If approved, the plan by Network Rail (NR) seems to offer several key benefits for rail passengers from our region, such as 700 more trains a day linking key northern cities and a 10-minute reduction in journey time between Manchester and Leeds.
But NR are already warning that fares will have to rise to pay for the proposals to become reality.
Nationwide, it's claimed the plan will provide 170,000 extra commuter seats at peak times by 2019, by which time the railways could be carrying as many as 225 million more passengers than at present.
NR also warned that even with the extra trains and seats this would "not be enough" on the busy West Coast Main Line where the added capacity of the London to Birmingham HS2 high-speed rail line project was, it said, "essential".
And NR chief executive Sir David Higgins added, ominously, that the industry, under pressure to cut costs, had entered "the era of trade-offs".
He went on: "Increasingly we have to balance the need to build more infrastructure, run trains on time and cut costs, and in many areas choices will need to be made."
The NR plans come at a time of passenger anger at the above-inflation 4.2% season ticket average fare rises this month.
Publication of the high salaries and attractive bonuses of some of the bosses of the train operators' parent companies has also done little to assuage commuter ire.

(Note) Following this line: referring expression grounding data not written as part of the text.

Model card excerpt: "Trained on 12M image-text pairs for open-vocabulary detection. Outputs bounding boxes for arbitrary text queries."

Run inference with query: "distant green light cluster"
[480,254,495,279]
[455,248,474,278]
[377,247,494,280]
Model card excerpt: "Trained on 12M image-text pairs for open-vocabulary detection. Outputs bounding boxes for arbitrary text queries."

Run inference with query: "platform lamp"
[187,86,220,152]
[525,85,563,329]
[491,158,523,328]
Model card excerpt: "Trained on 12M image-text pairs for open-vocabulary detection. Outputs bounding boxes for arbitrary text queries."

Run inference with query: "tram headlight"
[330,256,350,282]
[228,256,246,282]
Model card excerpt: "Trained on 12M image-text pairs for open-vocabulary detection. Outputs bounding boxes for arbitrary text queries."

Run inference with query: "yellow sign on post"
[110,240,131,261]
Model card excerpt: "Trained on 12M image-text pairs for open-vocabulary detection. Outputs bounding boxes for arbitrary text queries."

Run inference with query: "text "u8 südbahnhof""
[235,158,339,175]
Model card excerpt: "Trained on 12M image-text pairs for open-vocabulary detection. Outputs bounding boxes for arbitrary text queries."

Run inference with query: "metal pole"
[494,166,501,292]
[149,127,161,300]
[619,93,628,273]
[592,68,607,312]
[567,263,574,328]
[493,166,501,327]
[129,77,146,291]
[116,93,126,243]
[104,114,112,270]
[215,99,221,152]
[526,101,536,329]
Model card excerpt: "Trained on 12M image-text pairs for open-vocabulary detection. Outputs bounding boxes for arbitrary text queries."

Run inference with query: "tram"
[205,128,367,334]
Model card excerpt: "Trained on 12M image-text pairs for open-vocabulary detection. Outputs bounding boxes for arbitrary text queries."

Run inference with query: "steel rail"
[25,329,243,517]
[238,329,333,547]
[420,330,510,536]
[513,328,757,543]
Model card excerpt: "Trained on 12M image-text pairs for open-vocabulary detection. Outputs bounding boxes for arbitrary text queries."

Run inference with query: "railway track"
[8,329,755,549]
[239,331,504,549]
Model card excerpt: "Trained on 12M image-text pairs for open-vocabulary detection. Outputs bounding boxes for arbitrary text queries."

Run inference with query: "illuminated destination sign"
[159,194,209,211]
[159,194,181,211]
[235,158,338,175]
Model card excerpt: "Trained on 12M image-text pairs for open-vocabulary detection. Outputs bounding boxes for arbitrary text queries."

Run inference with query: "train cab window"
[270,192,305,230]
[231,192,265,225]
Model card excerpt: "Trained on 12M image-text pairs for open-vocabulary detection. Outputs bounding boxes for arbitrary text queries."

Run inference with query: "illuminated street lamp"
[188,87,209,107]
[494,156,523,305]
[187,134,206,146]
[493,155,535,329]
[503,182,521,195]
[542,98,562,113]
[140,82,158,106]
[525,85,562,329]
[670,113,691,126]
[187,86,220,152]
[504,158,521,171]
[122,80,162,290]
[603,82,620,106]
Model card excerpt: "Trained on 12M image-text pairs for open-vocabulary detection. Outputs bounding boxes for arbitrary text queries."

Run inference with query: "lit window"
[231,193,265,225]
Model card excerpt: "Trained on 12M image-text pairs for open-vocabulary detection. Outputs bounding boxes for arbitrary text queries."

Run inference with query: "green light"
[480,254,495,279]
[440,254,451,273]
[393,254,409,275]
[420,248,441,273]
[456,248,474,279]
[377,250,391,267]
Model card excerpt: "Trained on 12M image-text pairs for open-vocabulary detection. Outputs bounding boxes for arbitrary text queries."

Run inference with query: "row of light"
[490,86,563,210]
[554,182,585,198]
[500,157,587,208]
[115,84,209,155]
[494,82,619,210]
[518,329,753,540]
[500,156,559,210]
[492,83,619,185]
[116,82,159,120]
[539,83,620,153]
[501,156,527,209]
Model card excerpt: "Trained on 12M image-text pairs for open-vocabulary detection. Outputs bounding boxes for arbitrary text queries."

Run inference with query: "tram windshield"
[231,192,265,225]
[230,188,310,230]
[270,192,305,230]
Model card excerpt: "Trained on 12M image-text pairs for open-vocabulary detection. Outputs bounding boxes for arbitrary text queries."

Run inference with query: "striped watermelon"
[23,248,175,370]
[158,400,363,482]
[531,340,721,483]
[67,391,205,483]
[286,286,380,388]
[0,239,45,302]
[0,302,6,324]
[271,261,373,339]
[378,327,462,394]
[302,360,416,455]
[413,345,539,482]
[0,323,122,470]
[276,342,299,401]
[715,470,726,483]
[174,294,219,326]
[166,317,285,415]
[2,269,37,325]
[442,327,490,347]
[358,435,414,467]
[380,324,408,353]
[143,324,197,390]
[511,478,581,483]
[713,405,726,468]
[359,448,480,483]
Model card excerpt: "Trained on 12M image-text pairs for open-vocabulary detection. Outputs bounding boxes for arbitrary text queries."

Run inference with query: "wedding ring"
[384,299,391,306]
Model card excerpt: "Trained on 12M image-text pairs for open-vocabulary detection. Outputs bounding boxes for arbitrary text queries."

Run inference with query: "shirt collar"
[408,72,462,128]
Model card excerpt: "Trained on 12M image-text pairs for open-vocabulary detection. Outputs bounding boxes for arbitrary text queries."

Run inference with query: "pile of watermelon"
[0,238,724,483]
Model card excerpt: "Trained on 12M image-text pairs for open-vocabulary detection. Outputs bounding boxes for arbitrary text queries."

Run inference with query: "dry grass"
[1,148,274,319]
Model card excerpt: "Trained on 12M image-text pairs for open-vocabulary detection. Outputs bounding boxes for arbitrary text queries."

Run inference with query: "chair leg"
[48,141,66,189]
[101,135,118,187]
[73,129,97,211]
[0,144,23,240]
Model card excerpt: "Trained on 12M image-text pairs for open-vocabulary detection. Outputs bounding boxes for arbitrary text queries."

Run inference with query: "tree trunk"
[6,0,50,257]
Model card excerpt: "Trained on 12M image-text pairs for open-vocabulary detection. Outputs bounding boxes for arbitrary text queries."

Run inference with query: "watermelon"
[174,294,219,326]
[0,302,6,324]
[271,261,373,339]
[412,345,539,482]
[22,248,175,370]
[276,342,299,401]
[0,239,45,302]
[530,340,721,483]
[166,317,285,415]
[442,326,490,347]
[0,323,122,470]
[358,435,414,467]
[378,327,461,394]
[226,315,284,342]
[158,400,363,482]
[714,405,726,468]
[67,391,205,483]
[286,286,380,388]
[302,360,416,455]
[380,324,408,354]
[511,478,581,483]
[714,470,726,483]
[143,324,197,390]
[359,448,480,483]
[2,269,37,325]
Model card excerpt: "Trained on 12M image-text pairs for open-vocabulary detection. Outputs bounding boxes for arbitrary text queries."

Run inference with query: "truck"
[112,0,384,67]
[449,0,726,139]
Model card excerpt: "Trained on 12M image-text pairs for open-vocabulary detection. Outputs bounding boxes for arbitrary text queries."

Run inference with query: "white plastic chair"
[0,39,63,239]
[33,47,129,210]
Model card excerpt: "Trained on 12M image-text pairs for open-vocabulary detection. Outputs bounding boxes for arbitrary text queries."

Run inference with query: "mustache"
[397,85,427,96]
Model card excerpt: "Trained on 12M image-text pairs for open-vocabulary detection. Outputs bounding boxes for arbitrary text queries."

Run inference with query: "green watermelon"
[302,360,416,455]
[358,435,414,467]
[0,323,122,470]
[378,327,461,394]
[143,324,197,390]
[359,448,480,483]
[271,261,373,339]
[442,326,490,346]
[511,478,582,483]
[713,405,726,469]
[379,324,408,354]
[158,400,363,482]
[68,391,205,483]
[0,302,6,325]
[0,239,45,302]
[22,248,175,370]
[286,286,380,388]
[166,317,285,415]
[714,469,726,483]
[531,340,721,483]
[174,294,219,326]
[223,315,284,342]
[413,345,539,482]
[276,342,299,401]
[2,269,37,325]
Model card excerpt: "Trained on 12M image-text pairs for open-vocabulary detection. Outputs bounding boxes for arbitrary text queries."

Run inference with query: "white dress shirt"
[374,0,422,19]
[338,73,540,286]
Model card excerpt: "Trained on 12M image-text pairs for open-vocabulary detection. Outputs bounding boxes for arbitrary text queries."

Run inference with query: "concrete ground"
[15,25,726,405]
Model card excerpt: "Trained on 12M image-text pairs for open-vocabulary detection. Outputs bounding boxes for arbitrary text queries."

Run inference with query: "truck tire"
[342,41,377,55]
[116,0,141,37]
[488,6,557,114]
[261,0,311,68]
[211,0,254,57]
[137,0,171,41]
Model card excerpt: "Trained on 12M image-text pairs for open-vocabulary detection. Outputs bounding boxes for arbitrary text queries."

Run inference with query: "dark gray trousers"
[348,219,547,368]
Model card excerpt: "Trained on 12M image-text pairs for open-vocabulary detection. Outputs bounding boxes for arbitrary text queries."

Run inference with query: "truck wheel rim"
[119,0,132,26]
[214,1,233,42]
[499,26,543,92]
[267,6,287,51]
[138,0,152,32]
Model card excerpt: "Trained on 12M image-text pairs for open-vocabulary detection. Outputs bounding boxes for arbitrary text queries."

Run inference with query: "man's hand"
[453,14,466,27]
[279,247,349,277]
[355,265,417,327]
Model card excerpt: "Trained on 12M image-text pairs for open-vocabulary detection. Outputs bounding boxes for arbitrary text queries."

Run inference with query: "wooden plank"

To be agreed with and approved by the Office of Rail Regulation (ORR), the NR plan envisages improvements that by 2019 will:
:: See 225 million more passengers per year travelling and 355,000 more trains in service - the highest numbers ever;
:: Provide 20% extra morning peak seats into central London and 32% into large regional cities in England and Wales;
:: Provide 700 more trains a day linking key northern cities and a 10-minute reduction in journey time between Manchester and Leeds;
:: See 30% more freight being carried than today;
:: Cut CO2 emissions per passenger by 37% and reduce risk at level crossings by 8%;
:: Plan a move away from more than 800 signal boxes to 14 major operations centres;
:: Reduce the cost of running Britain's railways by a further 18% and cut annual public subsidy to between £2.6 billion and £2.9 billion in 2019 - down from £4.5 billion in 2009 and £7 billion in 2004.
Projects include various electrification schemes, including the Great Western and Midland Main Lines, station improvements at Birmingham New Street and Reading in Berkshire, and reopening 31 miles of railways in Scotland closed under the Beeching cuts of 50 years ago.

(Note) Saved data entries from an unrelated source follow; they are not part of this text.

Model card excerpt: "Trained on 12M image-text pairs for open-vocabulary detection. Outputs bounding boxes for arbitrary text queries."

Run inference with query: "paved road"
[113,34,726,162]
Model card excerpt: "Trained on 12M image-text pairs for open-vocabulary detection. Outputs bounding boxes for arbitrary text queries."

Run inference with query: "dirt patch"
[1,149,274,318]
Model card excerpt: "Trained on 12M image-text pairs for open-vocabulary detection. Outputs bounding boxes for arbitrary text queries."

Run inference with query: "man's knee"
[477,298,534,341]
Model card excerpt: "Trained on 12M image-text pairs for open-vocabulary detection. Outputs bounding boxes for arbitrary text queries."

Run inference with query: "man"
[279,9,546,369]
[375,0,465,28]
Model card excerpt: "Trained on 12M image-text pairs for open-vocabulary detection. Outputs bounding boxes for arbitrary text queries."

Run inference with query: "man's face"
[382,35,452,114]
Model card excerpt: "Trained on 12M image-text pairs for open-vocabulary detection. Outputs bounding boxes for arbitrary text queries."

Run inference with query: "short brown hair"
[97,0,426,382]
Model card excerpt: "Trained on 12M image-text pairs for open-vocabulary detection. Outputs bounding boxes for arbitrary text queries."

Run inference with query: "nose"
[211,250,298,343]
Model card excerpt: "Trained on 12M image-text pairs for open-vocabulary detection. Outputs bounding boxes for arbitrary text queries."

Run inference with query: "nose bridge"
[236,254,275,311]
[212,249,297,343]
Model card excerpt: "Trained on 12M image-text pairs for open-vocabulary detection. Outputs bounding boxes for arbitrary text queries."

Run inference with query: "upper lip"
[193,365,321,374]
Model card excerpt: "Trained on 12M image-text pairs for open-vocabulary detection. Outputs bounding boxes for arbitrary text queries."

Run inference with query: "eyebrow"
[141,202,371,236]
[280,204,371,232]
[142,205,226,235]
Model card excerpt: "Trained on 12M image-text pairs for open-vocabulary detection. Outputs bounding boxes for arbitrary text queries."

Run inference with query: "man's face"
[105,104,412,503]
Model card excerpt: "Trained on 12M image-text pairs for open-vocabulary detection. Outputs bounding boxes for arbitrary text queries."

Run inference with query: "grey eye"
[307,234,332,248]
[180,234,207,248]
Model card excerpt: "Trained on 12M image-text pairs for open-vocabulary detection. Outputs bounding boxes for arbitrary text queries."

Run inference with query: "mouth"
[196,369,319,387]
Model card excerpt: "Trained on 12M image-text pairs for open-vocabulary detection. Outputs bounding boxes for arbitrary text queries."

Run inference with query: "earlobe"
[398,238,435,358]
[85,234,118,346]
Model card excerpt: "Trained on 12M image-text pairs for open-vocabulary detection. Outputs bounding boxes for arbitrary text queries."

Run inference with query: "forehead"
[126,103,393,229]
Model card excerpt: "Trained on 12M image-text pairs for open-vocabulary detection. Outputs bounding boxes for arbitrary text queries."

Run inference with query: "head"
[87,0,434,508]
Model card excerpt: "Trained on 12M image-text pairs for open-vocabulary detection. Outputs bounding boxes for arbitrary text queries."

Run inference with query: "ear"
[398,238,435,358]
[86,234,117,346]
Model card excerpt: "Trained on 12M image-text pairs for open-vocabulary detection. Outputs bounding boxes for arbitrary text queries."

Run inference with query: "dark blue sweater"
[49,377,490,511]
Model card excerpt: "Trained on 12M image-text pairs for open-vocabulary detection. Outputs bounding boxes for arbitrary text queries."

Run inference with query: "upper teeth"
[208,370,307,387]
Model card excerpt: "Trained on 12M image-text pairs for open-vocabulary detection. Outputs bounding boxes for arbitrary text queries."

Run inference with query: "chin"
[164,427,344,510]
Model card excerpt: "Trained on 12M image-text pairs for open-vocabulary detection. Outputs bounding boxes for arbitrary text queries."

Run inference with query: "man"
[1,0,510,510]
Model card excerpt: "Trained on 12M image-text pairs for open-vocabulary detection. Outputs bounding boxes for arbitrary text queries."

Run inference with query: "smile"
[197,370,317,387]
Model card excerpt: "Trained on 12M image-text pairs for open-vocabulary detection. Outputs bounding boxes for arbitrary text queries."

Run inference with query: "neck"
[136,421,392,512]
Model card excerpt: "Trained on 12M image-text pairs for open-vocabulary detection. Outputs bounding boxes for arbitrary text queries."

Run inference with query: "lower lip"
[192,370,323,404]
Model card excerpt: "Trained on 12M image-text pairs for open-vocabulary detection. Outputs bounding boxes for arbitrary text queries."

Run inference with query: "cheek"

Bob Crow, general secretary of the Rail Maritime and Transport union, said: "While we support any plans to expand and invest in Britain's railways, you cannot seriously expect to safely increase capacity while at the same time the Government is looking to axe key frontline staff on trains, track and stations.
He went on: "If the Government press on with the jobs cuts plans, they will simply be cramming more and more people into an overcrowded and unreliable service where safety is compromised and the profits of the private train operators are prioritised. That is simply a recipe for disaster."
Office of Rail Regulation (ORR) chief executive Richard Price said: "Ministers have shown huge faith in what the railways can add to Britain's society and economy, committing to around #20 billion-worth of public money at a time when there is little money to go around.
"Key to maintaining rail's success will be openly justifying this significant commitment of public money. Taxpayers significantly fund the railways, and have every right see where this money is being spent."
He added that the NR plan "demonstrates the company's ambition to deliver an even better railway for Britain".